US, Russian space chiefs talk moon, ISS cooperation in rare Florida meeting
The talks between Sean Duffy and Dmitry Bakanov at the US space agency's Kennedy Space Center represented the first in-person meeting between the heads of NASA and Russia's space agency, Roscosmos, since 2018.
NASA said late on Thursday the two chiefs 'discussed continued cooperation and collaboration in space,' without providing further details.
The meeting coincided with an attempt to launch a joint astronaut crew from Florida to the ISS that was postponed due to weather. It was a significant moment for Washington's bifurcated space relations with Russia — especially for Duffy, an acting NASA administrator who was assigned to the role just this month while also overseeing the Transportation Department.
Roscosmos showed on Telegram a video of the meeting between Duffy and Bakanov, each flanked by staff, and other events where Bakanov and his delegation can be seen mingling with US officials.
The Russian space agency said 'the parties discussed further work on the ISS, cooperation on lunar programs, joint exploration of deep space, continued interaction on other space projects.'
Roscosmos and NASA did not respond to questions about the nature of the lunar program or deep space discussions. Such talks could signal thawing relations between the two countries' civil space programs and represent a shift in global space relations.
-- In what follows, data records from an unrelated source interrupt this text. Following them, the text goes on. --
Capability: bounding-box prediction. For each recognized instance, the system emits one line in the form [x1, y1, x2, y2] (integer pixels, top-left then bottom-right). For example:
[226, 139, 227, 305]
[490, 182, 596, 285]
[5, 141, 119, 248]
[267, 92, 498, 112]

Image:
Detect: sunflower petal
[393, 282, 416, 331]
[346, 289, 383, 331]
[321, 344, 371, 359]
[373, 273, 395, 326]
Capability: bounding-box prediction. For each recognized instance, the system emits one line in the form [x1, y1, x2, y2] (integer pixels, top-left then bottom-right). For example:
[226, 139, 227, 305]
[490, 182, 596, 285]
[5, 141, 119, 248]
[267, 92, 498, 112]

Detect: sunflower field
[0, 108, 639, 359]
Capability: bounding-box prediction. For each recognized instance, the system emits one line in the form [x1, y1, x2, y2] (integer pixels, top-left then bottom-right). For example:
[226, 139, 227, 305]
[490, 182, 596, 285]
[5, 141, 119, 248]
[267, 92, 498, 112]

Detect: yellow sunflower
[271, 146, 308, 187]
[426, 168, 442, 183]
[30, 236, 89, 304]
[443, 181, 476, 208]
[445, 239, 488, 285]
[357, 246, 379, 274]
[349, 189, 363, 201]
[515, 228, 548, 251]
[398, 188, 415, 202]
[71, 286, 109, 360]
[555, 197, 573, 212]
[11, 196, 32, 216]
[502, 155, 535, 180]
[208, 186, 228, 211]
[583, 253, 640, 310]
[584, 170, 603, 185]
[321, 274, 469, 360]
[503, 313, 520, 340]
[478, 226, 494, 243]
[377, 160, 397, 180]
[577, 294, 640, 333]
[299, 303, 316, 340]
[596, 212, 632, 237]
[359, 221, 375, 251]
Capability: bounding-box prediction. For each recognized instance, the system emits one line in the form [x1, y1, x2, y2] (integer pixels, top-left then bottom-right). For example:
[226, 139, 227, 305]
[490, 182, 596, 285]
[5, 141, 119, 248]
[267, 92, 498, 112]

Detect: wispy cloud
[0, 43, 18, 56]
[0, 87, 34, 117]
Russia had plans to participate in NASA's flagship Artemis moon program until it invaded Ukraine in February 2022. It became a partner on China's moon program, the International Lunar Research Station, a direct rival to the US Artemis program.
The war in Ukraine has led to a vastly isolated Russian space program, which has since boosted investments in military space efforts while nearly all of its joint space exploration projects with the West collapsed.
The Russian delegation visited NASA's Johnson Space Center in Houston on Wednesday and on Thursday was poised to watch the launch of Crew-11, a routine mission to the ISS featuring two US astronauts, a Russian cosmonaut and a Japanese astronaut. But bad weather pushed the launch to Friday morning, SpaceX said.
While US–Russian tensions over the war in Ukraine have limited contact between NASA and Roscosmos, they have continued to share astronaut flights and cooperate on the ISS, a 25-year-old totem of scientific diplomacy crucial to maintaining the two space powers' storied human spaceflight capabilities.
Amity on the $100 billion ISS is buoyed primarily by a technical interdependency: the Russian segment relies on power generated by American solar panels, while the task of maintaining the station's altitude is assigned to Russia's thrusters. Multiple other countries depend on the ISS for microgravity research, prominently the European Space Agency, Canada and Japan.
The military space programs of the US and Russia meanwhile have an adversarial relationship. The US has accused Russia of developing a nuclear space weapon and deploying counterspace weapons and spy satellites near American spy satellites. Russia has denied many of Washington's space allegations.
Bakanov and Duffy were expected to discuss extending the two countries' astronaut seat exchange agreement — in which US astronauts fly on Russian Soyuz capsules in exchange for Russian astronauts flying on US capsules — and the planned disposal of the ISS in 2030, according to Russian news agency TASS.